Читаем Жизнь на восточном ветру. Между Петербургом и Мюнхеном полностью

Стихи возникали словно сами собой и постоянно. Я писал их параллельно с поистине нескончаемой драмой «Послушник», за которой последовала социально-критическая трагедия. Стихи были неважнецкие, потому как рифмовал я весьма небрежно. Но я писал их в немыслимом количестве, писал незнамо для чего, повинуясь како- му-то темному закону.

Почему вообще пишут стихи?

Об этом немало говорится и зубоскалится, но факт остается фактом: стихи писали или пели всегда, стихи стары как мир, они не отделимы от истории культуры.

Нас окружают тайны. Физика от десятилетия к десятилетию становится все сложнее и уже не обходится без метафизики, как об этом свидетельствует Эйнштейн. Однако к разгадке гравитации, которая всюду нас окружает, никто еще толком не приступал. Математики оперируют четвертым, а то и пятым или еще каким-нибудь измерением, будучи не в силах себе представить, что это, собственно, такое. А как обстоит дело с материей сна, о которой столь убедительно поведали Донн и Метерлинк? А с материей слова? Оно ведь обладает куда большим действием, чем простое посредничество между людьми, ради которого оно якобы возникло. Побочное воздействие слова может быть неизмеримо более значительным, чем его прямое рутинное применение.

Может, это и притягивает поэтов к слову? Может, оттого они и бегут в слово? Эта попытка укрыться в слове походит на некое магическое действо, почти сакральное, ибо в стихах поэт поднимается над самим собой. Но куда?

Еще и еще раз спросим: почему же писали и пишут люди стихи, когда, по-видимости, то же самое, и даже точнее, можно выразить в прозе? Признается ли таким образом некая большая стабильность того, что изложено стихами? Или более решительное воздействие? Или большая длительность, сохранность высказывания, коему придается некое магическое, граничащее с несказанным значение, нечто, превозмогающее рамки реального? Не является ли поэзия метафизикой слова? Как мне представляется, вопрос о том, почему пишут стихи, не поставлен даже в историческом плане, не говоря уже о вопросе, когда, в каких обстоятельствах стихи возникают. Над загадкой того, как возникают стихи, бился всякий большой поэт. Есть немало сокровенных и неожиданных поэтических признаний на этот счет, но сколько-нибудь общезначимого, убедительного ответа, как мне кажется, нет до сих пор.
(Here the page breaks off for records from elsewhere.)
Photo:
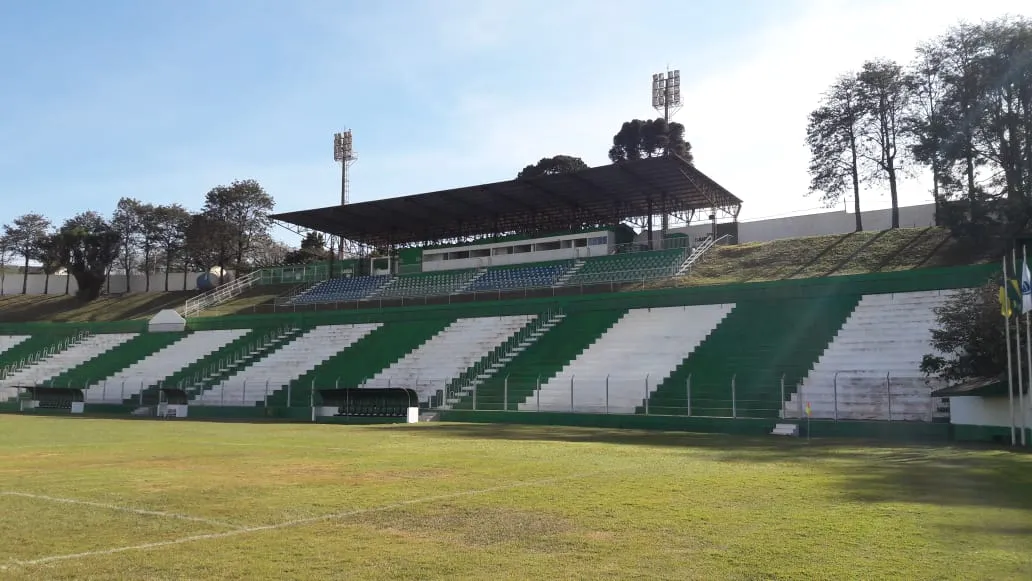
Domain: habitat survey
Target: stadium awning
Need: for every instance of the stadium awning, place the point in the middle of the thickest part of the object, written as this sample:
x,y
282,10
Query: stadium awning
x,y
608,194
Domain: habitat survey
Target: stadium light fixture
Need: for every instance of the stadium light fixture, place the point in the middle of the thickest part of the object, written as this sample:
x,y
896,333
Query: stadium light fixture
x,y
667,92
344,154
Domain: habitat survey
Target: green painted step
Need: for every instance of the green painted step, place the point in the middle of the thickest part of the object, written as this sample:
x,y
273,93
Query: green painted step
x,y
365,358
542,359
483,365
245,360
187,375
31,346
758,343
109,362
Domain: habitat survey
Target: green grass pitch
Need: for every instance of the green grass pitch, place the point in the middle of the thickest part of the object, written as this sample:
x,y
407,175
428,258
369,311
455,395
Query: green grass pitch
x,y
87,498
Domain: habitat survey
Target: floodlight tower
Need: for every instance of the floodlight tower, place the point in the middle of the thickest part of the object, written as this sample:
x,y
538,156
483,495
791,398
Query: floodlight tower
x,y
345,155
667,93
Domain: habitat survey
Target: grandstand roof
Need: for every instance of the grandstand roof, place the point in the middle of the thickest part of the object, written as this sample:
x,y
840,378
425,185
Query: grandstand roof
x,y
608,194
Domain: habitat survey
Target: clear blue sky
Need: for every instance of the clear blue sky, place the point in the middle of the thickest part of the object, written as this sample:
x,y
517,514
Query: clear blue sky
x,y
162,99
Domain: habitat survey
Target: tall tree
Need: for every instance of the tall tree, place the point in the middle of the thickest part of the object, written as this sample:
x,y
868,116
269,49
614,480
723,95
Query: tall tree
x,y
47,252
925,122
6,252
552,165
149,240
313,250
638,139
266,252
205,243
968,340
171,223
88,248
884,98
23,235
833,135
126,222
239,214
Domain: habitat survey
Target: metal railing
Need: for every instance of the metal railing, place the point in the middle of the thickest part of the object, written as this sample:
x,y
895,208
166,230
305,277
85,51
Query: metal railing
x,y
846,396
220,294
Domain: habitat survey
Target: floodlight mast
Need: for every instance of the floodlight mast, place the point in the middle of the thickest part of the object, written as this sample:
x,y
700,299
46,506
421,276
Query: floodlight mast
x,y
667,93
345,155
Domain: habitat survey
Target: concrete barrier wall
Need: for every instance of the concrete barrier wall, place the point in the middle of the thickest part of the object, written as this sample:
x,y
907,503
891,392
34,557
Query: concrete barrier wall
x,y
60,284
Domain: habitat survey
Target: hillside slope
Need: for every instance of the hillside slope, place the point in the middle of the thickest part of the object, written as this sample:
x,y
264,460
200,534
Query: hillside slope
x,y
856,253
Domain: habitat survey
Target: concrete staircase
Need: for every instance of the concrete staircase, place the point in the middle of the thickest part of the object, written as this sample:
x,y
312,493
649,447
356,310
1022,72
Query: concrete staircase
x,y
578,264
541,326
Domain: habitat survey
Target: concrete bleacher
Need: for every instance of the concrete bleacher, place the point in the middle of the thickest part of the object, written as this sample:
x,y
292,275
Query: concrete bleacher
x,y
621,368
279,368
365,358
629,267
520,378
871,370
76,354
432,365
760,344
426,284
513,278
161,364
8,342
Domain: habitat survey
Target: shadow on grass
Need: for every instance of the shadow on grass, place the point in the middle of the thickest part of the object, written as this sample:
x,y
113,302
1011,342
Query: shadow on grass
x,y
870,471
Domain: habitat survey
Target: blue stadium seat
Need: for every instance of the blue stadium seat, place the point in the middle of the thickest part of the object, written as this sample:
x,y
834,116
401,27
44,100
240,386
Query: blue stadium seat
x,y
350,288
520,278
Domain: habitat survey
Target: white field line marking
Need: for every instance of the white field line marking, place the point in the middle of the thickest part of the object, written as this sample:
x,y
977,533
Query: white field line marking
x,y
311,520
119,508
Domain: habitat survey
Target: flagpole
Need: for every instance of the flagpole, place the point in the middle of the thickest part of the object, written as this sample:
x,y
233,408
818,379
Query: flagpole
x,y
1028,333
1006,329
1018,354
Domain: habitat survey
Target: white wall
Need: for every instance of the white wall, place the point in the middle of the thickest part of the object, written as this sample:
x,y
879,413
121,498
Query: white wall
x,y
982,411
59,284
819,224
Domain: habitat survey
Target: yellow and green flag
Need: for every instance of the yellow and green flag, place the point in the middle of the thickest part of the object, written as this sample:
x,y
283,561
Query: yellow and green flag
x,y
1010,297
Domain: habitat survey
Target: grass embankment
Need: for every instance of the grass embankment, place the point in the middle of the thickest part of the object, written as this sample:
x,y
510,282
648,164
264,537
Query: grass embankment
x,y
494,502
856,253
20,309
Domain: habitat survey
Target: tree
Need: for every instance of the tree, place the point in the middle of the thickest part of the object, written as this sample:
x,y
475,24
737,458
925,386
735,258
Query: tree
x,y
47,252
88,248
23,235
979,137
6,252
313,250
552,165
884,100
638,139
833,135
925,123
969,342
126,221
238,214
266,252
170,224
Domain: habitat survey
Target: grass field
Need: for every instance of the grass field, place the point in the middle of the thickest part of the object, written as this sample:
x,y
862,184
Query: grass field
x,y
90,498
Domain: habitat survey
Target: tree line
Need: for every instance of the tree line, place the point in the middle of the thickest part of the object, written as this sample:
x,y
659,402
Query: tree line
x,y
636,139
231,231
960,111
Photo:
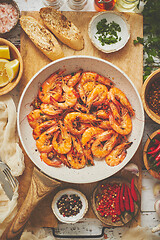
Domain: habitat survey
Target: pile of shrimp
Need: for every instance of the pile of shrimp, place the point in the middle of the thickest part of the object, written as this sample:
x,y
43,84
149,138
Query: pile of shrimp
x,y
80,117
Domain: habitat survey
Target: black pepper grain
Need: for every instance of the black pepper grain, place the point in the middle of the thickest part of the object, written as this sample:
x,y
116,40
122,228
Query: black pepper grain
x,y
69,205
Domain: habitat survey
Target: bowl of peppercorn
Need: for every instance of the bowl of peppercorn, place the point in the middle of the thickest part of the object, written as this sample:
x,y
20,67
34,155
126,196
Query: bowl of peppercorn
x,y
151,96
151,154
116,201
69,205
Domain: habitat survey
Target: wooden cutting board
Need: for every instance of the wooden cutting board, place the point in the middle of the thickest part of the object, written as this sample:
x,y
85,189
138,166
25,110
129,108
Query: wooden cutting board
x,y
129,59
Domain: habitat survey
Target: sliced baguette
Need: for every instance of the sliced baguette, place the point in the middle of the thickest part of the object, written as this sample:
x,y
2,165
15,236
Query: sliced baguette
x,y
62,28
41,37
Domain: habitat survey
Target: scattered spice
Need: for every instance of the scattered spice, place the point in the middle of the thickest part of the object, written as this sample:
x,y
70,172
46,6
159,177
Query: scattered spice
x,y
153,96
69,205
108,33
107,201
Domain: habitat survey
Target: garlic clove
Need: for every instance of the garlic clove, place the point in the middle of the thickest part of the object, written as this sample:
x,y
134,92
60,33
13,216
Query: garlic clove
x,y
157,207
156,190
132,167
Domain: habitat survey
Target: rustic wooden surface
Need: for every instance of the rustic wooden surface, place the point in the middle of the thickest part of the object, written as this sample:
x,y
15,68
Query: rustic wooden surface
x,y
129,59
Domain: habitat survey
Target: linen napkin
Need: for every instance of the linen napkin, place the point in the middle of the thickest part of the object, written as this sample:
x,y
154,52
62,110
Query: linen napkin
x,y
10,151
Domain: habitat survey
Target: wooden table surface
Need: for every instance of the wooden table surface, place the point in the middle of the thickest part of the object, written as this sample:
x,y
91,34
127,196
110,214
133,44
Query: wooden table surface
x,y
148,216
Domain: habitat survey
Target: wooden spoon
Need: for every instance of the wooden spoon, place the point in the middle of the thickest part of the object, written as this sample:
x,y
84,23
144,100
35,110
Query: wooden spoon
x,y
41,186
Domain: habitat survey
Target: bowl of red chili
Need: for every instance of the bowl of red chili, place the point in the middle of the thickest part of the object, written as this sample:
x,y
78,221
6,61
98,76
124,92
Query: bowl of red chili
x,y
151,154
151,96
116,201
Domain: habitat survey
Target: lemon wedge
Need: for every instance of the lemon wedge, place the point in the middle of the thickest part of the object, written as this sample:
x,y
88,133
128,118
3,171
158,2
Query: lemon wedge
x,y
4,52
4,80
12,68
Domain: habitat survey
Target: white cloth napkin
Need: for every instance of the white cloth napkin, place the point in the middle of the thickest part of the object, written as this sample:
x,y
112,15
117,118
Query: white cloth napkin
x,y
10,152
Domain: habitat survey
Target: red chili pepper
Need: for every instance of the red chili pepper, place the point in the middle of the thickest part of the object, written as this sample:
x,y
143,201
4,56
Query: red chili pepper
x,y
130,200
156,141
157,157
133,191
158,163
157,149
151,149
118,210
121,198
126,201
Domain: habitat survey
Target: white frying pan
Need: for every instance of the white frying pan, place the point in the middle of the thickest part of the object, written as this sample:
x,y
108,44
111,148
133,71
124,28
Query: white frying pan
x,y
41,185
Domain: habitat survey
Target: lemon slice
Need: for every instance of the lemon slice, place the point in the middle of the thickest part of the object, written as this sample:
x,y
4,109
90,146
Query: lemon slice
x,y
4,80
12,68
4,52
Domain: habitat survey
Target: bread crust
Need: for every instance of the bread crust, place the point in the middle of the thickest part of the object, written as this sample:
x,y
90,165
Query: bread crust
x,y
62,28
41,37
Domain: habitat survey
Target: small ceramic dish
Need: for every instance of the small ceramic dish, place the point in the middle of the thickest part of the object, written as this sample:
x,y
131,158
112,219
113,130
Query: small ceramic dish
x,y
69,205
148,162
104,202
11,14
147,86
123,35
15,54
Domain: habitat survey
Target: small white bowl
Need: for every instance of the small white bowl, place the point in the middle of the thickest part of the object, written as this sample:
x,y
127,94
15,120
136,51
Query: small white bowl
x,y
71,219
109,16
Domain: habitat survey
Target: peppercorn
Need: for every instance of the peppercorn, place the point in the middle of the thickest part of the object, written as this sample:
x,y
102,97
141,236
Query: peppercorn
x,y
69,205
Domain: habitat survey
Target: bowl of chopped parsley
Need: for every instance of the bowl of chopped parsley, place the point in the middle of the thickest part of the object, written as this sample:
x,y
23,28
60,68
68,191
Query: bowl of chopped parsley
x,y
109,31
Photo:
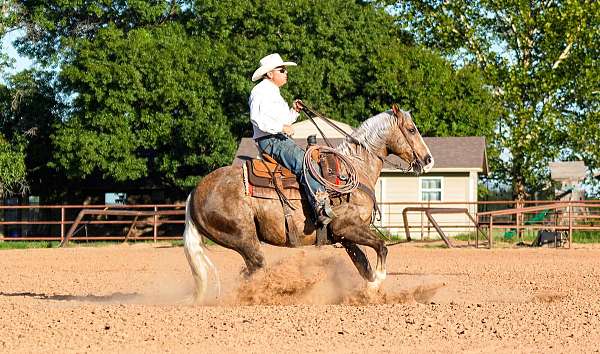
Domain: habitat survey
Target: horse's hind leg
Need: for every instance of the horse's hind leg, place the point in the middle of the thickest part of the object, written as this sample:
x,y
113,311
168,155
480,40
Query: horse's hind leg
x,y
360,234
253,257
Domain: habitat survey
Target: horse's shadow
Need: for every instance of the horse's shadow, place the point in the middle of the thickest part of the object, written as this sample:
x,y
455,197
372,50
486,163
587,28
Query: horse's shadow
x,y
112,298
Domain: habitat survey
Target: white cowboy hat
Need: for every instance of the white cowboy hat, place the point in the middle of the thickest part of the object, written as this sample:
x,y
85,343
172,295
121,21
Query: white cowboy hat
x,y
269,63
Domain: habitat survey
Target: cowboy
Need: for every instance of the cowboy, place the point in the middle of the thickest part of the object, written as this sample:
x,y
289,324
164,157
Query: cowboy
x,y
272,118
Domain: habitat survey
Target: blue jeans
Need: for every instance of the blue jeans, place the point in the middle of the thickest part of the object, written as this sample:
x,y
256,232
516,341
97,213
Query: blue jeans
x,y
285,151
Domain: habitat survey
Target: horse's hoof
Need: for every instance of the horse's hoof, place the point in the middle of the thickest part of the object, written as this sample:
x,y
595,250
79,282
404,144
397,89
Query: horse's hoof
x,y
380,275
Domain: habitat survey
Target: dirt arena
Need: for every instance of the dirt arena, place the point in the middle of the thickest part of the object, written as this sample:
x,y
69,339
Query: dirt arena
x,y
136,298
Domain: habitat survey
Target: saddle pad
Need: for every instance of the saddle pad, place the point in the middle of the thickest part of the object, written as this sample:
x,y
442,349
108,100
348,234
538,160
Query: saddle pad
x,y
267,192
262,168
259,175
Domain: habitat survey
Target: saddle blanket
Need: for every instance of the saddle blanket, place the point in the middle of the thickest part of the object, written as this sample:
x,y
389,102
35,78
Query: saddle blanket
x,y
268,193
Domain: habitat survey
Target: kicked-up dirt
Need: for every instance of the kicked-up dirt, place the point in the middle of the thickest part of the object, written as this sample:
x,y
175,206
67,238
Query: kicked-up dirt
x,y
137,298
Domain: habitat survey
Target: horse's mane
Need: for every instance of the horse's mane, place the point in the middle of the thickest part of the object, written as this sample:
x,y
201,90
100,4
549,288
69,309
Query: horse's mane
x,y
371,134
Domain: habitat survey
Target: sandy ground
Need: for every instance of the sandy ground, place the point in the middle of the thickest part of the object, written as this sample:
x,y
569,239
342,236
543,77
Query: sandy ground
x,y
136,298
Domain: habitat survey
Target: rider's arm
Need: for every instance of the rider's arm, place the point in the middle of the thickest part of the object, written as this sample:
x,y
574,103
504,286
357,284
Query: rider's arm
x,y
270,114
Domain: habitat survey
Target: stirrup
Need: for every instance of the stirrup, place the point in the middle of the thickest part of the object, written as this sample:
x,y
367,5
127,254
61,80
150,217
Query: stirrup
x,y
323,207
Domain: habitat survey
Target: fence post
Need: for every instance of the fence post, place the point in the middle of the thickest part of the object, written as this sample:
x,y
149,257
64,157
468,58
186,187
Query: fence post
x,y
155,223
570,225
62,224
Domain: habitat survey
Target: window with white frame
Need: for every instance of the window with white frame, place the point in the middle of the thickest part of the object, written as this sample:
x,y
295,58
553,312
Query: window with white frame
x,y
431,189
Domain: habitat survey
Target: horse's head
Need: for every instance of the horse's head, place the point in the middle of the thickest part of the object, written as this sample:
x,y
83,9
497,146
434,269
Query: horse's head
x,y
406,142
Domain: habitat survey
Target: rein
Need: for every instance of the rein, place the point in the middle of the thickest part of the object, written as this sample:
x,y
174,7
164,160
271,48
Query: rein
x,y
311,113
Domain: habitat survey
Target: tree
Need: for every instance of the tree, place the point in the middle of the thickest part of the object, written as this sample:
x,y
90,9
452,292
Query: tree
x,y
157,91
30,116
144,108
12,157
354,61
541,59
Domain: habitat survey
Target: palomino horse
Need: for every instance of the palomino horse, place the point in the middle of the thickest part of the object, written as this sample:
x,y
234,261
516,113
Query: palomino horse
x,y
220,210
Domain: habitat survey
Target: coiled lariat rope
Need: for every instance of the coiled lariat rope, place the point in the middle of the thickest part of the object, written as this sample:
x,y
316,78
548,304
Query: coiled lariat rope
x,y
351,182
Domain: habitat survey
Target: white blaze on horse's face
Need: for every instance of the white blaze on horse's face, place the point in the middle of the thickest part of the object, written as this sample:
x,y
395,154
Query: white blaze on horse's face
x,y
409,144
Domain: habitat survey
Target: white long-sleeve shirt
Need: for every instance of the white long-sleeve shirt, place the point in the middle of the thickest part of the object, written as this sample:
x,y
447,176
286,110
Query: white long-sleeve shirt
x,y
268,110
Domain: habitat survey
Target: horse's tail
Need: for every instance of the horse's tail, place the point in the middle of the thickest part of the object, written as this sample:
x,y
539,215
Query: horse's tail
x,y
196,256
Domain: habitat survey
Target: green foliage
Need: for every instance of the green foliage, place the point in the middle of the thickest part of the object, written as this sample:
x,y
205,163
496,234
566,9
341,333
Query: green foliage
x,y
156,92
144,107
353,62
541,59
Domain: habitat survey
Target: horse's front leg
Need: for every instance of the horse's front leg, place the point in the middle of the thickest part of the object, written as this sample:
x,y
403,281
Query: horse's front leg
x,y
361,234
360,260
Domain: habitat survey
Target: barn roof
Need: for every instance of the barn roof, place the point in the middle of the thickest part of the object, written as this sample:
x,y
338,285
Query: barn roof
x,y
451,154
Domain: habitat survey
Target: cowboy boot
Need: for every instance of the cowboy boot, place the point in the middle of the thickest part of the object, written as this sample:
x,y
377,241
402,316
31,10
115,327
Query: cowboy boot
x,y
323,208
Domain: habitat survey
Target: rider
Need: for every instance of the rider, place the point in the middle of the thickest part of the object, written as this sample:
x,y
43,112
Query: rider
x,y
272,118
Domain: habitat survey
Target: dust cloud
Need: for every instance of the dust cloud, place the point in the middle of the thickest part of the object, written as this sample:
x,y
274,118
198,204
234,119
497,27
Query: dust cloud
x,y
310,278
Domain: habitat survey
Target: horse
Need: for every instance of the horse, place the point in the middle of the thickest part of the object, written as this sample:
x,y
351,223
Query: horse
x,y
219,209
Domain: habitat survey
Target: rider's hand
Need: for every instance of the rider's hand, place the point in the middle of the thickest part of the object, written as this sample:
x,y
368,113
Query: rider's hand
x,y
288,130
297,105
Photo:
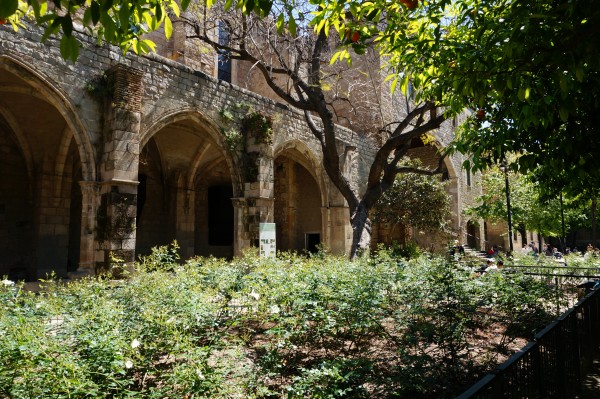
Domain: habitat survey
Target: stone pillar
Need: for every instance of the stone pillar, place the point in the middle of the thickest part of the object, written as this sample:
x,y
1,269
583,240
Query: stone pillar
x,y
241,236
186,219
90,191
259,187
119,172
340,230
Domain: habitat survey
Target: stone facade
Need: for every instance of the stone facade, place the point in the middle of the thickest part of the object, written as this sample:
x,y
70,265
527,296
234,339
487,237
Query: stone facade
x,y
114,154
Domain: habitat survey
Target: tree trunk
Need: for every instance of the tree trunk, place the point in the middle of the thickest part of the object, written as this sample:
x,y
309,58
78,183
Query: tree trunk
x,y
594,206
361,231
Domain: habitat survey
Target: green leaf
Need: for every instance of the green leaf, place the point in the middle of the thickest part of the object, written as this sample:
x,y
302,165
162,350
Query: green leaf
x,y
124,15
67,25
280,23
8,8
292,26
175,8
265,7
564,113
168,27
69,48
95,12
106,5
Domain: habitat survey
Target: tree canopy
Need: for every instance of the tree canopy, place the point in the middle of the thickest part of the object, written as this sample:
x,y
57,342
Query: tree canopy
x,y
530,209
528,70
414,200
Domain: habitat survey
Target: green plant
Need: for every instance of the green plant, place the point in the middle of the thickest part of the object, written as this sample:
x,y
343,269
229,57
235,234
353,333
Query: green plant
x,y
259,126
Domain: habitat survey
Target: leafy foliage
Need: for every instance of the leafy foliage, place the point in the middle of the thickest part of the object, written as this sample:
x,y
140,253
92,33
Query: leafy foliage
x,y
256,328
120,23
414,200
529,208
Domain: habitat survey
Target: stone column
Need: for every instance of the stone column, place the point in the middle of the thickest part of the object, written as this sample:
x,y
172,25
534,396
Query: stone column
x,y
259,186
119,172
340,231
90,191
241,236
186,219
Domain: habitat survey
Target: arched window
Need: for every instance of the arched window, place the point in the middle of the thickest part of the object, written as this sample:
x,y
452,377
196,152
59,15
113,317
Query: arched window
x,y
223,56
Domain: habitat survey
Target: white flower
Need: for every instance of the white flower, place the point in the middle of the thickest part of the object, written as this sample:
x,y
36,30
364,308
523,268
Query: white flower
x,y
274,309
200,375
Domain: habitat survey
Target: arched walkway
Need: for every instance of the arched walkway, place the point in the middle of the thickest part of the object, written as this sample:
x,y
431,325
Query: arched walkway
x,y
43,159
298,206
185,189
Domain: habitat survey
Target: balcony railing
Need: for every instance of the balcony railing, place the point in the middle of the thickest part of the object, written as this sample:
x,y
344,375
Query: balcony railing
x,y
554,364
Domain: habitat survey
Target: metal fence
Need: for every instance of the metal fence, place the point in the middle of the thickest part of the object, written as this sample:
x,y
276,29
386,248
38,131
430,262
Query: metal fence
x,y
554,364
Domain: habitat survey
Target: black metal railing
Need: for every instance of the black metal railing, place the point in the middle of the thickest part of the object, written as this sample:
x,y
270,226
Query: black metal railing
x,y
554,364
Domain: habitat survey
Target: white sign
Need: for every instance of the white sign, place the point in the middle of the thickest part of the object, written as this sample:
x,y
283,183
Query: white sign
x,y
266,239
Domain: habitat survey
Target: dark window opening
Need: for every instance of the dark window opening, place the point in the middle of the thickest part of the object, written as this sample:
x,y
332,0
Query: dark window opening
x,y
220,215
445,175
142,187
312,242
223,56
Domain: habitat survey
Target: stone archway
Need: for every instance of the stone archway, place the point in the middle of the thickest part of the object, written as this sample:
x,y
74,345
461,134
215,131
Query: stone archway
x,y
185,189
473,235
43,160
298,206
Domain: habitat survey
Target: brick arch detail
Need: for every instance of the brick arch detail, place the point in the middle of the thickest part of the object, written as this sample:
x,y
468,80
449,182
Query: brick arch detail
x,y
21,140
44,88
301,153
209,127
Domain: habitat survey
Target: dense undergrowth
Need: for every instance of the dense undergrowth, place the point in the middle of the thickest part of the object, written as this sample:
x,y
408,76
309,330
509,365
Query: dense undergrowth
x,y
285,327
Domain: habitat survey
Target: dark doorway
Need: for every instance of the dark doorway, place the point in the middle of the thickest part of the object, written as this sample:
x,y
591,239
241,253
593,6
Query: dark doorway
x,y
220,215
312,242
472,234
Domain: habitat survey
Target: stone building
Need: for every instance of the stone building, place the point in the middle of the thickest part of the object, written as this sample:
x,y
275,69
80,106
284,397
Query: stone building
x,y
116,153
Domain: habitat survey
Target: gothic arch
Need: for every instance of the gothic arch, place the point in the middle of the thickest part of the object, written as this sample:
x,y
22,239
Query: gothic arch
x,y
21,140
301,153
43,88
208,127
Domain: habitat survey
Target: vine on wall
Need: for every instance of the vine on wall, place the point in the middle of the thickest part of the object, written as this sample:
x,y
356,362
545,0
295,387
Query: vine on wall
x,y
242,124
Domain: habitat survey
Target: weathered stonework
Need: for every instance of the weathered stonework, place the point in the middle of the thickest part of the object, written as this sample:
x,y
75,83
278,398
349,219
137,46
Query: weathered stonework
x,y
117,153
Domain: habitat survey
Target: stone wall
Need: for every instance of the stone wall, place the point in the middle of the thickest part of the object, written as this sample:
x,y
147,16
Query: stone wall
x,y
128,138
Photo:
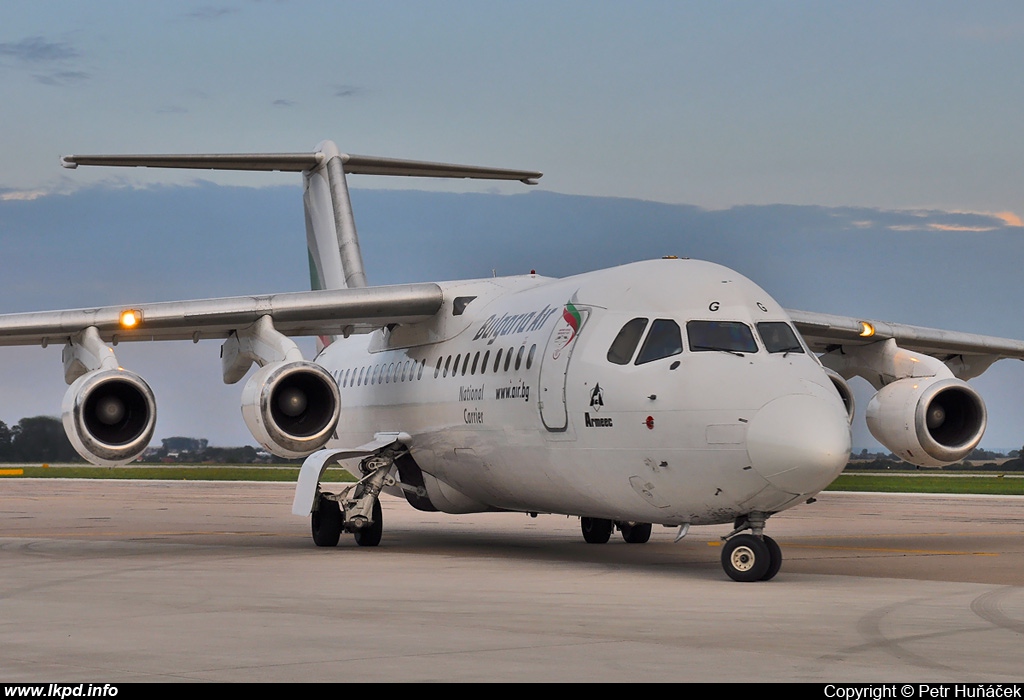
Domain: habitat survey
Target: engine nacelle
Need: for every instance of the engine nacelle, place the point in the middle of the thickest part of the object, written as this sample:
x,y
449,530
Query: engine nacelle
x,y
110,416
928,422
292,408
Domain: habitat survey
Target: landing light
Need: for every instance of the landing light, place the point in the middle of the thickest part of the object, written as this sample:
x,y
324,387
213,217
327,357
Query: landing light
x,y
130,318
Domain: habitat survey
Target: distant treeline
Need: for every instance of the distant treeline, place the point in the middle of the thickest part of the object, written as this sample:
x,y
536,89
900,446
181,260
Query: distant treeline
x,y
42,439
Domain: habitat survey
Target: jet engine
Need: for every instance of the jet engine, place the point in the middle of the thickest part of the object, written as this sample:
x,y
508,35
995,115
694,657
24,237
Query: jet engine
x,y
292,408
110,416
928,422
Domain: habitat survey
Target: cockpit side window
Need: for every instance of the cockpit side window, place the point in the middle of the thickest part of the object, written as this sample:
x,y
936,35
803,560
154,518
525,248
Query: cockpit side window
x,y
778,337
724,336
664,340
626,342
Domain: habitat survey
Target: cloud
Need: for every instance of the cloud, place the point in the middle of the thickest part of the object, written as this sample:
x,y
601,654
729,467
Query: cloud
x,y
22,194
38,50
61,78
1011,219
930,220
210,12
347,91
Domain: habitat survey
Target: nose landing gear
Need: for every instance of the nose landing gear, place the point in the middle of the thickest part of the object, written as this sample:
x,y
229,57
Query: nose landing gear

Мне лично представляется, что развитие стихотворения можно сравнить с таким сакральным действием, как молитва.

Неизъяснимо, неотразимо, неостановимо, как земное тяготение.

Один мой земляк, ныне уже забытый поэт барон Карл фон Фиркс (1828–1871), написал об этом четверостишие, с поэтической точки зрения, может быть, и не совсем удачное, над которым можно смеяться, но которое не лишено известных прозрений:

Тайны мира нет нигде,

Ни здесь, ни там:

Она раскачивается, как дитя,

На словах, что даны лишь поэтам.

Конечно, сказать о том же самом можно было в более изящной форме, особенно с современной точки зрения, но можно ли сказать более метко? Не содержится ли здесь истина, не утрачивающая со временем своего значения?

В короткое время составился изрядный запас стихотворений, и меня, как, видимо, всякого начинающего поэта, охватило нетерпеливое желание увидеть свои стихи напечатанными. Действовать я начал с осторожностью, тайком, так как мне не хотелось, чтобы кто-нибудь узнал об этом. Вероятно, какие-то из моих рукописей мне возвращали, но нашелся и некий молодой австриец из Клостернойбурга под Веной, который напечатал пять моих стихотворений в своем альманахе; затем другой, из Берлина, взял несколько для своего журнала «Хохланд» — не путать с тем католическим «Хохландом», который издавался в Мюнхене, — и затеял со мной переписку, которая льстила моему самолюбию. В митавскую газету, напечатавшую мою юмореску, я, конечно, не мог посылать стихи, если хотел сохранить свою тайну от родственников.